We are currently usng a 3200 controllers where all our Guest tunnels terminate to from each location.  We want to setup a redundant controller as well.  Is there a specific way of setting this up since each remote location is pointing to the IP address of that single controller for the tunnel termination?

 

#3200

All these tunnels are over a L3 link.  Can the tunnels terminate on a VRRP address of the paired controllers?

 

You can user the LMS backup ip option under the AP System profile

I think hes asking about GRE tunnels for guest wireless users -- tunnelling from remote controllers back to a central one for captive-portal and drop off on the Internet (or whatever)

 

Even if he's not, I will -- I'd like to have Guests able to get to the internet over the "primary" controller with an egress, and have a "secondary" controller as well.

 

With two controllers at my HQ, would I put them both on my internet facing VLAN and just tunnel each remote controller to both of them?

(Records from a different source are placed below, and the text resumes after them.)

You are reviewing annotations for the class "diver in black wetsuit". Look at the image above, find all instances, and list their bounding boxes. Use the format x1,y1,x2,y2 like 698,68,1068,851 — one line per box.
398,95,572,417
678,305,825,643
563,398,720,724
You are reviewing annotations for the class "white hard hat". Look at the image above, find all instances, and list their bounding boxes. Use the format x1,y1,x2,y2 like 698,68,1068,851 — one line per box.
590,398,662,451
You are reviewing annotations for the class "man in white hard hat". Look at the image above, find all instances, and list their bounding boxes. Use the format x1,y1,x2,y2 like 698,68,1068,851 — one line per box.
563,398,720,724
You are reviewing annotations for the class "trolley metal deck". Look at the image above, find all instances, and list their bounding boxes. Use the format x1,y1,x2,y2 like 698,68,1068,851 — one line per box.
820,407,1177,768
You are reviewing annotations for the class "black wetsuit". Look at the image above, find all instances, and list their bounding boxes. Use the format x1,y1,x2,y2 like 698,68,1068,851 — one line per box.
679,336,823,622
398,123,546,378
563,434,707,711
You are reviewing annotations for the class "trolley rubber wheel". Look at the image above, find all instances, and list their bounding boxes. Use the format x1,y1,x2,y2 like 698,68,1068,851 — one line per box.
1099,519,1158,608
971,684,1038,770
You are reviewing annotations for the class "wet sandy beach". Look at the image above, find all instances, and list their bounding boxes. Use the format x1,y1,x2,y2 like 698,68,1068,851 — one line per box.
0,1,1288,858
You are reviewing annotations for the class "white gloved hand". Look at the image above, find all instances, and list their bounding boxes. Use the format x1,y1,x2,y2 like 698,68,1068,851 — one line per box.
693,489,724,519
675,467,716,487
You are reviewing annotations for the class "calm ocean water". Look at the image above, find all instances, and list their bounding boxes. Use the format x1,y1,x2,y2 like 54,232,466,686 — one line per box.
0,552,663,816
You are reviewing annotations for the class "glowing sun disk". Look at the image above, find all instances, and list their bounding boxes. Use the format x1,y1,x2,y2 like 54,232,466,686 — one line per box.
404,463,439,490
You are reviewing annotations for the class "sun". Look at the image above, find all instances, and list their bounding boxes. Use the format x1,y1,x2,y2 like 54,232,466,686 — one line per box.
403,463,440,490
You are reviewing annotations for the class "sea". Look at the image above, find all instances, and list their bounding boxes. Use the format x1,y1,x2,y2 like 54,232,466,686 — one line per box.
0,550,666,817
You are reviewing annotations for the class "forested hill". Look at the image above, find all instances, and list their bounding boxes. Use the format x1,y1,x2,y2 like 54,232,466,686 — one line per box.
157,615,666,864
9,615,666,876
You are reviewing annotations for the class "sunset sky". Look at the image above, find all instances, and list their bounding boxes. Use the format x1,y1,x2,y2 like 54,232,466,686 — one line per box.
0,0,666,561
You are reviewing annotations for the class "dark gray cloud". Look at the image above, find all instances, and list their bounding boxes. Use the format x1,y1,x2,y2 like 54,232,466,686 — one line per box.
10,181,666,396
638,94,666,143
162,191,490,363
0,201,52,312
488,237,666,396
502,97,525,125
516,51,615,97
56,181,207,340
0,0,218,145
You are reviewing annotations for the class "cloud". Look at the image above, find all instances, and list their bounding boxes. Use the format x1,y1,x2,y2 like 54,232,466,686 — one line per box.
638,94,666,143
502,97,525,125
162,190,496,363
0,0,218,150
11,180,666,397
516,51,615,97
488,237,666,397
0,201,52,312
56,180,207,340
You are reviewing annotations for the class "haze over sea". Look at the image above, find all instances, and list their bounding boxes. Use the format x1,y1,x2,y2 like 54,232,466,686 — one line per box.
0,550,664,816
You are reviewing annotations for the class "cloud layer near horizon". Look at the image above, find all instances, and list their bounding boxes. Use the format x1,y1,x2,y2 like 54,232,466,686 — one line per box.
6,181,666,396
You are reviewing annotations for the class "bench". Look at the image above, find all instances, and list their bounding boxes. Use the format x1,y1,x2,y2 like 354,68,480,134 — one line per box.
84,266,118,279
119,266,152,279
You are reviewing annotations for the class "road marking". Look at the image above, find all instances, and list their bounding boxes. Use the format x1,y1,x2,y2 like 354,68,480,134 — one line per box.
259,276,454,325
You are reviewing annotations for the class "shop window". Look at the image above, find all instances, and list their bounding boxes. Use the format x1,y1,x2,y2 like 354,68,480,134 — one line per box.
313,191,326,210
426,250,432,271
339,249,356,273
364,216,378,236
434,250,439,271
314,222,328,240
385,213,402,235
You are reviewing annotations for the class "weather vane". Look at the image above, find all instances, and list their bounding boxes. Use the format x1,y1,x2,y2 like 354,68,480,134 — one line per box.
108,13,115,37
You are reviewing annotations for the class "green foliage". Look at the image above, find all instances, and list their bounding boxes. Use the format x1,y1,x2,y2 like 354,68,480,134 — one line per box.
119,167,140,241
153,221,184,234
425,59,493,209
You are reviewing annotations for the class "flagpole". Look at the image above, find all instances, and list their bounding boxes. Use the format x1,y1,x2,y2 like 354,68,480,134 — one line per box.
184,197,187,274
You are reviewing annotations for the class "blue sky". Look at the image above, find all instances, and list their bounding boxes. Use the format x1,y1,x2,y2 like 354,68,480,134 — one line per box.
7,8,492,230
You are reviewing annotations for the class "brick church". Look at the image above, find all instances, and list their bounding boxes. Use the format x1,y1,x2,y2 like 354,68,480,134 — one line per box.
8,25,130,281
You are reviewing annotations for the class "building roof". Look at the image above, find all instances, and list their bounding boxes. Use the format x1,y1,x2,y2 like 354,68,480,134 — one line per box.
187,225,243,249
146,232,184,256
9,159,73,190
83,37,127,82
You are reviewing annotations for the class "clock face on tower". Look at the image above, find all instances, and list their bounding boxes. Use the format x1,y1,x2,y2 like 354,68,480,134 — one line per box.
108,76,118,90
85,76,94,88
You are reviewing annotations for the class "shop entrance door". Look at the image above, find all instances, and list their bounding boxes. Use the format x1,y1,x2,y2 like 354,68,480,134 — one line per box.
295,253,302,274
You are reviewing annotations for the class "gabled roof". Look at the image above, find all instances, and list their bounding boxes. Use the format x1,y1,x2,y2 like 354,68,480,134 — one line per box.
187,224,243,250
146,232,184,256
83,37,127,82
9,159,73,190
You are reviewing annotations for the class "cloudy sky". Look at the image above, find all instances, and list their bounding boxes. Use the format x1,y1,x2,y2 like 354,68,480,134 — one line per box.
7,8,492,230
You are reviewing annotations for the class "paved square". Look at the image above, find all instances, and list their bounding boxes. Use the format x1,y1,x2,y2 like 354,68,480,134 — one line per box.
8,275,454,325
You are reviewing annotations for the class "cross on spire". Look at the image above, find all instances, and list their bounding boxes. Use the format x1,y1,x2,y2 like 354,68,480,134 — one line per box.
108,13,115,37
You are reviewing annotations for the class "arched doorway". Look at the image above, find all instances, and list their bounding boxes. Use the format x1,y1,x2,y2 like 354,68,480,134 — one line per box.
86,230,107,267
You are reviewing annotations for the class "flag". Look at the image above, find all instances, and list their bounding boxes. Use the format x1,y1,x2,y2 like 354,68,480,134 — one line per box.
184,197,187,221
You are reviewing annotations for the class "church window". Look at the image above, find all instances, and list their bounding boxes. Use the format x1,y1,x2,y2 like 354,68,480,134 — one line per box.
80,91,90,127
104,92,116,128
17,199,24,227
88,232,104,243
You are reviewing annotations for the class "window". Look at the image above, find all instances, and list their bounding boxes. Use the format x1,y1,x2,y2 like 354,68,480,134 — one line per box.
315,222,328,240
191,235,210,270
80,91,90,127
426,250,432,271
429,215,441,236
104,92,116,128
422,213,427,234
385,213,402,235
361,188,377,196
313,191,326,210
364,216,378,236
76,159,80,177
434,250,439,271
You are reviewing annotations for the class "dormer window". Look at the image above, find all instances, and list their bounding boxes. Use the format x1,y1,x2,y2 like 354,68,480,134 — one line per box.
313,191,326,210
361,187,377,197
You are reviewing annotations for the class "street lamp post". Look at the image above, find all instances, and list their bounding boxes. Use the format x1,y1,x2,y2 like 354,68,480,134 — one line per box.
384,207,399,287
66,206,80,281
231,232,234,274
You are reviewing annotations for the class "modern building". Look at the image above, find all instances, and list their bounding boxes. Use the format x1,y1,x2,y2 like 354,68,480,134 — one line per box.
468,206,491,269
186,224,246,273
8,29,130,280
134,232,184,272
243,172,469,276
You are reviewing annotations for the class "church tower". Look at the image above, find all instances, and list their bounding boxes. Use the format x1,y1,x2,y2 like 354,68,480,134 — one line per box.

You can terminate a tunnel on a VRRP, yes.

We have a controller dedicated for RAPs and tunnel termination from each of the local controllers in the enterprise.

 

This controller is located in the DMZ of the data center.  We want to have this controller be redundant with another same controller.  

 

We want to be able to only modify one controller and the changes to replicate to the redundant one.  

 

Seeing how tunnels can terminate on a VRRP, we can solve the tunnel redundancy that way. We should be able to use the same for the RAP redundancy correct?  We would just nat the outside IP to the inside VRRP address right?

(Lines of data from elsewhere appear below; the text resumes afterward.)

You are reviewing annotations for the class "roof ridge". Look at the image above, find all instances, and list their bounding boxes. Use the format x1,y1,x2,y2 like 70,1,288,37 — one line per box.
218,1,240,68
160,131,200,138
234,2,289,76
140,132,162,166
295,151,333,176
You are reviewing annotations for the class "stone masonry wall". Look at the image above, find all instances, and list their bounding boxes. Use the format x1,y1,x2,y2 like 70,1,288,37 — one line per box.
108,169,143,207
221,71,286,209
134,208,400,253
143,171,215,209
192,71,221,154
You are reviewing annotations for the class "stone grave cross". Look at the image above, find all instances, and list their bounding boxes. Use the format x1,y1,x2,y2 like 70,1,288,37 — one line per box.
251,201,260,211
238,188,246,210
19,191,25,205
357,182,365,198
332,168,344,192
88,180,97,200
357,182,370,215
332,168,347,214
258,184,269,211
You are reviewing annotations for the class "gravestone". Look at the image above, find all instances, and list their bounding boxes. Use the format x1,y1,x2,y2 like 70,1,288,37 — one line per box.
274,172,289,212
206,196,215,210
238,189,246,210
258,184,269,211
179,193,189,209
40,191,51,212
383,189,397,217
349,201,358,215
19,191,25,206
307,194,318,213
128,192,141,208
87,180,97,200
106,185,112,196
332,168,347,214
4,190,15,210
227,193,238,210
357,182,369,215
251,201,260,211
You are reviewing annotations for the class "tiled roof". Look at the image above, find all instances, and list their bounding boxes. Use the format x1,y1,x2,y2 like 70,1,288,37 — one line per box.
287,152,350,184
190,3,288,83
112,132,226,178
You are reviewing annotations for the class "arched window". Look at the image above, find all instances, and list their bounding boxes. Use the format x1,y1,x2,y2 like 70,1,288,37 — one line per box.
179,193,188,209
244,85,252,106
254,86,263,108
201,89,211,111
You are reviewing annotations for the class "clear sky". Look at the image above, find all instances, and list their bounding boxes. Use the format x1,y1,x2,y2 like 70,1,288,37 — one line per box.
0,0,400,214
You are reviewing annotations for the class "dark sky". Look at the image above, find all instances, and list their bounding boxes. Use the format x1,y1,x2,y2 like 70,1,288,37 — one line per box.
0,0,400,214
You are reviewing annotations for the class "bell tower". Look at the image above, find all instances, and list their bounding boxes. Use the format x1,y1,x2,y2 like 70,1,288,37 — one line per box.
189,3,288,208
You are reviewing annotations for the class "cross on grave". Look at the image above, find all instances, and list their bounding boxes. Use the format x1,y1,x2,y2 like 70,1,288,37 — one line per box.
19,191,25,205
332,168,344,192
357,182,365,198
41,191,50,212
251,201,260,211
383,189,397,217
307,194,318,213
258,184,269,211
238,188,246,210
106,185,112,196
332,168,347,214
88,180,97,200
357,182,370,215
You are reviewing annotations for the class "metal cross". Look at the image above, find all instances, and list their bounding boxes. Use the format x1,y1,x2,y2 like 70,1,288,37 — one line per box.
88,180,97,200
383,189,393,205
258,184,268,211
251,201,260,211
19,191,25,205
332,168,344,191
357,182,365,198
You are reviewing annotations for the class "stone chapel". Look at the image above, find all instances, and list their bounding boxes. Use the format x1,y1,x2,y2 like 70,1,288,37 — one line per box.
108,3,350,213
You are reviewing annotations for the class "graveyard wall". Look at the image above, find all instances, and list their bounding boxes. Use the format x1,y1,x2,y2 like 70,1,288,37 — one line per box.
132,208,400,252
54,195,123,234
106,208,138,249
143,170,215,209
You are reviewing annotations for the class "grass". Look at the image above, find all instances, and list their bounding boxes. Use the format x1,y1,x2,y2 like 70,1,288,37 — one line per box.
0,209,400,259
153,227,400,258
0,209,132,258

You cannot terminate a Rap on a vrrp if it is behind a stateful firewall, no.

The RAPs are connection from the outside using a public IP.  Could we not just nat that address to the VRRP on the inside?

 

If not, what't he best solution to provide redundant RAP controllers for outside RAP connections and redundant tunnel connections for inside tunnels?

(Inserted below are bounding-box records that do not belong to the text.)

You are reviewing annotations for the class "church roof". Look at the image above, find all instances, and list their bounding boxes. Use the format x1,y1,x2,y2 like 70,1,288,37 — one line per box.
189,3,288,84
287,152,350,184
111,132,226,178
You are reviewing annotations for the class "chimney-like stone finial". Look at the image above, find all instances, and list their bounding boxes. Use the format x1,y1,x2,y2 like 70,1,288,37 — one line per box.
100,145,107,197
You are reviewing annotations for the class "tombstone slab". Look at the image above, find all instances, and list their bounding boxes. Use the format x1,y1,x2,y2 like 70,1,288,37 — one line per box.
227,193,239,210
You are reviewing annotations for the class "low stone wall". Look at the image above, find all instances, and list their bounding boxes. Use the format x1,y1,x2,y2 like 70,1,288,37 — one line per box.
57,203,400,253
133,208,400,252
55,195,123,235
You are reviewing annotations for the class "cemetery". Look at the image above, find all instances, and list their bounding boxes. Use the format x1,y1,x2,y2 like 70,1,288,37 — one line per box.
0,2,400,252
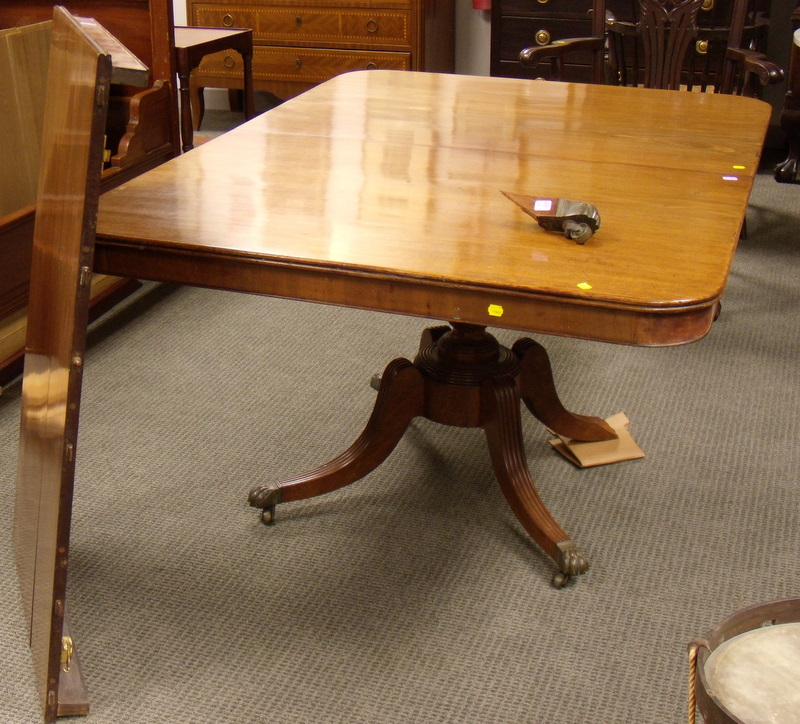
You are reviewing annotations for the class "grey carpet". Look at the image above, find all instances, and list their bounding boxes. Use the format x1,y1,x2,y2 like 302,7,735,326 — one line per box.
0,167,800,724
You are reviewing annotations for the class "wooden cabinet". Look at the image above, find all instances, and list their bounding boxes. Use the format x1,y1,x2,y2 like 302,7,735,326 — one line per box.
187,0,455,100
490,0,592,83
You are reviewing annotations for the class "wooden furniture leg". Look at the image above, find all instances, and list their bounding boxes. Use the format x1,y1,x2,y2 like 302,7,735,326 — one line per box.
175,25,255,152
512,338,617,441
481,377,589,588
249,359,423,524
249,322,616,588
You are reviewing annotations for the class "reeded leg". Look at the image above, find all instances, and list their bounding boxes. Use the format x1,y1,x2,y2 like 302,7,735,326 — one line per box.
512,338,617,441
249,359,424,523
481,377,589,586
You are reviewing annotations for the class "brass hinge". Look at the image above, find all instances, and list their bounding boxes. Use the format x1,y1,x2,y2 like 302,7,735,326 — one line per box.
61,636,75,674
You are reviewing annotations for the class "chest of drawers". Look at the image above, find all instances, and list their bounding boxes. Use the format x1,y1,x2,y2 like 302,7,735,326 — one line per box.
187,0,455,100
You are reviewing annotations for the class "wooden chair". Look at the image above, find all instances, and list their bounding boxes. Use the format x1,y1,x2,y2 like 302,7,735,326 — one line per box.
14,6,149,722
520,0,783,95
775,28,800,183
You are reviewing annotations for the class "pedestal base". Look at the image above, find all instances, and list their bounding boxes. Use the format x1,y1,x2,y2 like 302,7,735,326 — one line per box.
249,323,616,587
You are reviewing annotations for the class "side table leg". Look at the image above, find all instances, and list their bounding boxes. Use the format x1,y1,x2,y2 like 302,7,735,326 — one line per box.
178,73,194,153
481,377,589,587
249,359,424,524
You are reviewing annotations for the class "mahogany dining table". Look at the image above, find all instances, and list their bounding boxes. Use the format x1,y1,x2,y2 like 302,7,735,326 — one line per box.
94,71,769,585
17,70,770,711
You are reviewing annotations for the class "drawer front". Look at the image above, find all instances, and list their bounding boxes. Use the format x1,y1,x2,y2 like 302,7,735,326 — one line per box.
493,60,592,83
499,18,592,65
192,5,411,48
501,0,592,18
195,46,411,86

Stateful firewalls do not like vrrp behind them.

I would give each controller a matted public IP address then use DNS to distribute the two addresses to the rap.

Using the DNS option, the RAPs would have both DNS names and try the second one if the first of the list fails?

 

We also have an F5 device in the DMZ, would it be best to place the controllers behind the F5 and having it do the load balancing?

With DNS, you put a DNS hostname in the rap.  On the DNS server you put two addresses.  The rap will receive both addresses and try the first one and then the second one.

 

I have never tried the load balancer. I will let others comment.